I feel like I've had this strain a lot, but looking back over the years of reviews, it's only come up a few times. The cross of NL#5 and B.O.G.'s Bubble had a rich skunkiness on top of a sweet bubblegum smell out of the jar that kept my attention even as I looked through the rest of Firehouse's collection. At home, the strain burned smooth and clean to a white ash, with a thick and flavorful smoke that boasted coffee, soil and a hint of raspberry/cherry-bubblegum flavors. The buzz was mellow and easy, perfect for toking in the morning for nausea without leaving me so stoned that I'd have been useless for the day. It also kick-started my appetite like an old British motorcycle, revving it up to full bore within ten minutes of finishing my last hit. At $35 an eighth, the Bogglegum fell in the middle of the price range for the shop -- which wasn't bad, considering tax is included.

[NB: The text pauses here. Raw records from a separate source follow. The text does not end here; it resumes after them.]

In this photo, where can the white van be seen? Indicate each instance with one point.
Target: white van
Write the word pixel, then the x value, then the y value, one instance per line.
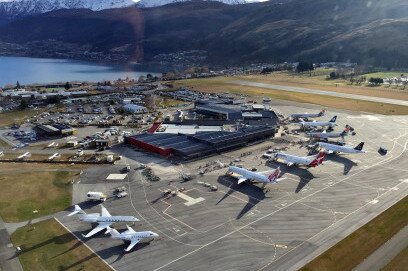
pixel 96 196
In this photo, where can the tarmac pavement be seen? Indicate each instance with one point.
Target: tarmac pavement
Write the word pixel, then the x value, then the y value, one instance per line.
pixel 321 92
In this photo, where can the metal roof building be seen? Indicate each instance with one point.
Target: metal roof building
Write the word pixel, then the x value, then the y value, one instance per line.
pixel 200 144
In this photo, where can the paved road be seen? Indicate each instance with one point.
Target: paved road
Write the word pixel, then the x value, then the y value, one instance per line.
pixel 383 255
pixel 321 92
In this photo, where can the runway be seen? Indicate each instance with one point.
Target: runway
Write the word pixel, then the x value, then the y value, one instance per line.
pixel 321 92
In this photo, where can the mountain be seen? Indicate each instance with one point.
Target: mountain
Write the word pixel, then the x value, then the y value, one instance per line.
pixel 156 3
pixel 11 10
pixel 216 33
pixel 16 9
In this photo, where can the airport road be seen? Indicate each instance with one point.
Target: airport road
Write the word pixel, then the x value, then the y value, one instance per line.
pixel 240 227
pixel 321 92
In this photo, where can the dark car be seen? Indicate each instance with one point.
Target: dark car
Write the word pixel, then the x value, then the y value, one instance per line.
pixel 383 151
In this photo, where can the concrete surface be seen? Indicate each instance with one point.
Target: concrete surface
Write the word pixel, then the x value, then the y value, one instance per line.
pixel 240 227
pixel 321 92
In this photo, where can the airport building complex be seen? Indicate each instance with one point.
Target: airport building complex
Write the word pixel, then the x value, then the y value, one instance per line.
pixel 222 126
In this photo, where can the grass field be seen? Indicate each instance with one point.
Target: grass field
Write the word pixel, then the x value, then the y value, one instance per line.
pixel 222 85
pixel 48 246
pixel 24 192
pixel 3 144
pixel 384 74
pixel 9 118
pixel 352 250
pixel 400 262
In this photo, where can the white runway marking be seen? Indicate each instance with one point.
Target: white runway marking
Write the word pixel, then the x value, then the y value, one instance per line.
pixel 115 176
pixel 190 201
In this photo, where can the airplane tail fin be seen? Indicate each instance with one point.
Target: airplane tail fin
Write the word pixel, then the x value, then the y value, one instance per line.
pixel 360 146
pixel 274 176
pixel 112 231
pixel 346 130
pixel 77 210
pixel 318 160
pixel 333 119
pixel 322 112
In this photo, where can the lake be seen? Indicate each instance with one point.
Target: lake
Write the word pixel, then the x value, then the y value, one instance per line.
pixel 29 70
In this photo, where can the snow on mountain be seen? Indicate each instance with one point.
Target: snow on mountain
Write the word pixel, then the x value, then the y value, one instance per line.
pixel 15 9
pixel 155 3
pixel 21 8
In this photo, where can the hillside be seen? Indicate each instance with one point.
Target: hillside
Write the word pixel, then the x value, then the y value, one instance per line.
pixel 315 30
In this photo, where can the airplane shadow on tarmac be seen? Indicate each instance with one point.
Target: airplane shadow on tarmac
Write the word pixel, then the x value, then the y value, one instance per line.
pixel 255 194
pixel 348 164
pixel 303 173
pixel 119 250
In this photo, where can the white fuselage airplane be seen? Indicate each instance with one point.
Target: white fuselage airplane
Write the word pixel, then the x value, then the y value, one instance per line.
pixel 331 123
pixel 309 161
pixel 262 177
pixel 326 135
pixel 331 148
pixel 105 219
pixel 27 154
pixel 132 236
pixel 308 115
pixel 55 155
pixel 51 145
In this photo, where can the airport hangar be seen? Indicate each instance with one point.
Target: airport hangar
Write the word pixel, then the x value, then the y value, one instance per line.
pixel 253 125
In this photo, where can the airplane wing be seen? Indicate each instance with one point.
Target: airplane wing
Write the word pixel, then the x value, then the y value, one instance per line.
pixel 132 244
pixel 241 180
pixel 98 228
pixel 105 211
pixel 129 230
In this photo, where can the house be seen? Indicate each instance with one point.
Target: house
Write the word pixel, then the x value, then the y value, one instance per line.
pixel 134 109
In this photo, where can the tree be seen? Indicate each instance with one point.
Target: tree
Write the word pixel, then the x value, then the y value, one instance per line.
pixel 23 104
pixel 67 85
pixel 376 81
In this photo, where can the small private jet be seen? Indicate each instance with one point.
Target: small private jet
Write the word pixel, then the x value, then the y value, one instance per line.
pixel 132 236
pixel 105 219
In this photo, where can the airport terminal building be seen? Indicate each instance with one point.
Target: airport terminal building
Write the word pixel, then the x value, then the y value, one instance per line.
pixel 195 138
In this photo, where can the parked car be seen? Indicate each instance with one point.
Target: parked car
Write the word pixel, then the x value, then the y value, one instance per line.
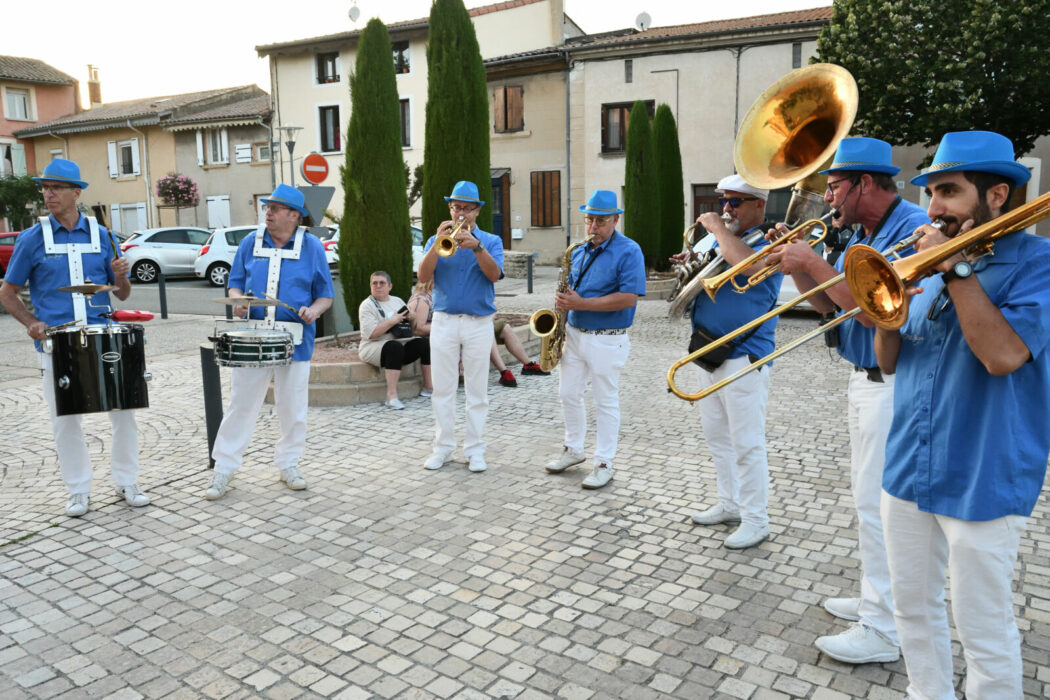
pixel 6 248
pixel 171 251
pixel 215 258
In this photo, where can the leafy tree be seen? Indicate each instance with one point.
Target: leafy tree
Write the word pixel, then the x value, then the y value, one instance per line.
pixel 669 186
pixel 374 230
pixel 16 193
pixel 457 114
pixel 925 67
pixel 641 199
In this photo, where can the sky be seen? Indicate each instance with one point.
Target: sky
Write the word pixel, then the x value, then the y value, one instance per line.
pixel 145 50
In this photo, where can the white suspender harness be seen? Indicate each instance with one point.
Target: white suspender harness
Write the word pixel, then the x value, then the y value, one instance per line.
pixel 72 253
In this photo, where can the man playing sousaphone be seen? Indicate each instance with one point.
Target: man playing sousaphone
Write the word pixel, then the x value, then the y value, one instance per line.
pixel 69 249
pixel 734 419
pixel 285 261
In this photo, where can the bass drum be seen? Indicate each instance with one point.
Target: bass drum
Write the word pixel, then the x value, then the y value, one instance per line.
pixel 99 368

In fact, all of the store's pricing was reasonable, with house strains mostly on the middle shelf; a few sold for $25 an eighth and $200 an ounce. The only buds on the top shelf weren't even grown by Firehouse. The shop had wholesaled some buds from Pink House's grow, including some stinky OGs, but I didn't give them too much of a glance, because they sell for less at an actual Pink House dispensary.

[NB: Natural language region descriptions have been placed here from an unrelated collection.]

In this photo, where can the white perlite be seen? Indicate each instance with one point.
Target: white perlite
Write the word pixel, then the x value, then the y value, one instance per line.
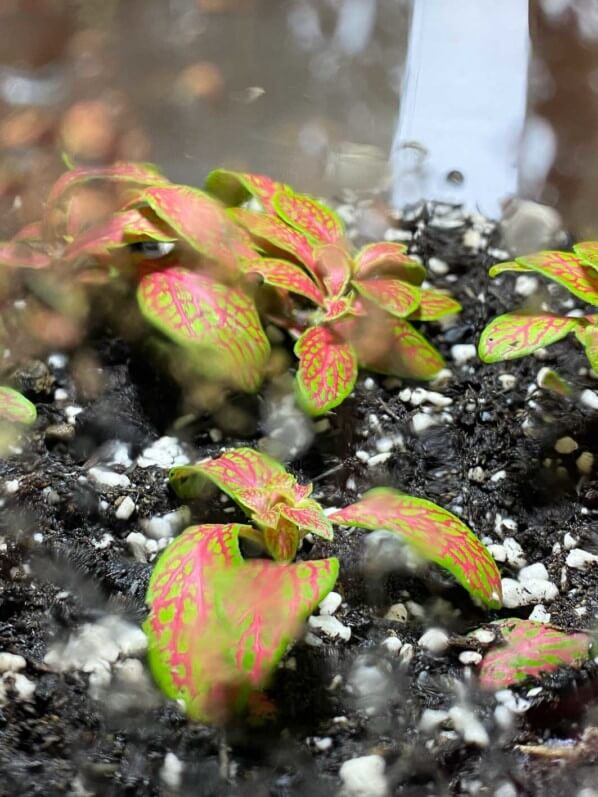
pixel 364 777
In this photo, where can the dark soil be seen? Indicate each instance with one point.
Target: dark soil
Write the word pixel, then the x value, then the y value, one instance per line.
pixel 59 572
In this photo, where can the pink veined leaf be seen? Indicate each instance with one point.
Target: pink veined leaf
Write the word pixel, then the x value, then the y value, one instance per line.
pixel 269 232
pixel 311 217
pixel 234 188
pixel 398 349
pixel 397 298
pixel 118 231
pixel 588 337
pixel 218 626
pixel 15 408
pixel 588 251
pixel 217 325
pixel 514 335
pixel 309 517
pixel 435 533
pixel 202 222
pixel 327 369
pixel 20 254
pixel 433 305
pixel 123 172
pixel 333 267
pixel 529 650
pixel 388 259
pixel 287 276
pixel 568 269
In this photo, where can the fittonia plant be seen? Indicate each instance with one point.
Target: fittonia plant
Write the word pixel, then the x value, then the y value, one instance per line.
pixel 516 334
pixel 528 650
pixel 360 301
pixel 284 513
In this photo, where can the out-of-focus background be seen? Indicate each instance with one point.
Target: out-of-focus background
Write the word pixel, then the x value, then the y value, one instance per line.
pixel 306 90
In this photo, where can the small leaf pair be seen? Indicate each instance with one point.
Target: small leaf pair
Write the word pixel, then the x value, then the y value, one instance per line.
pixel 528 650
pixel 272 498
pixel 363 299
pixel 219 625
pixel 517 334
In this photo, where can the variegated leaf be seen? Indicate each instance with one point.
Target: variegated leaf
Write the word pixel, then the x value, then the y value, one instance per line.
pixel 274 236
pixel 123 172
pixel 218 325
pixel 397 298
pixel 388 259
pixel 234 188
pixel 287 276
pixel 529 650
pixel 218 626
pixel 333 267
pixel 433 305
pixel 118 231
pixel 436 534
pixel 588 251
pixel 304 213
pixel 201 222
pixel 327 369
pixel 514 335
pixel 15 408
pixel 568 269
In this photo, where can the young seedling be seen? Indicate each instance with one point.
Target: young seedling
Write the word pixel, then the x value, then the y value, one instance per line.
pixel 362 300
pixel 530 649
pixel 520 333
pixel 276 503
pixel 219 625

Instead, I spent my time looking at decent examples of Alien OG, a crystal-coated Flo and a lavender-rich Blue Dream. The White was another strain covered in trichomes and rich in smell. But I eventually brought home an eighth of Girl Scout Cookies. It consisted of two large, round and dense golden-green nuggets that dropped kief like powdered sugar from a cookie when I handled them. The buds had a brown sugary-sweet smell to them broken up, mixed with a light, soily-diesel-fume aroma. The sugary flavor wasn't all there, and I didn't get the full Cookies experience, but it did burn down to a clean ash and left a mildly skunky diesel-sweet aftertaste that lingered for a half-hour after puffing. Potency was great, though, and a bowlful was enough to send me to the moon in the evenings after dinner. A very spacey, buzzy high followed that flipped my internal switch from grumpy and tired to smiley and instantly content. It wasn't the best for pain relief, but it was the perfect après-ski companion on Monday to help me forget about sore knees and thighs after ripping up a foot of fresh snow at Winter Park. At $35 an eighth, it was fairly priced, but it would have to be better cured to inspire me to head back for more anytime soon.

Not that I would be going that way for a while -- not unless I'm in the mood for some masochistic punishment by bumper-to-bumper traffic. Until the bridgework is done, your best bet if you want to check out Firehouse is to head up to the north location at 44th and Zenobia.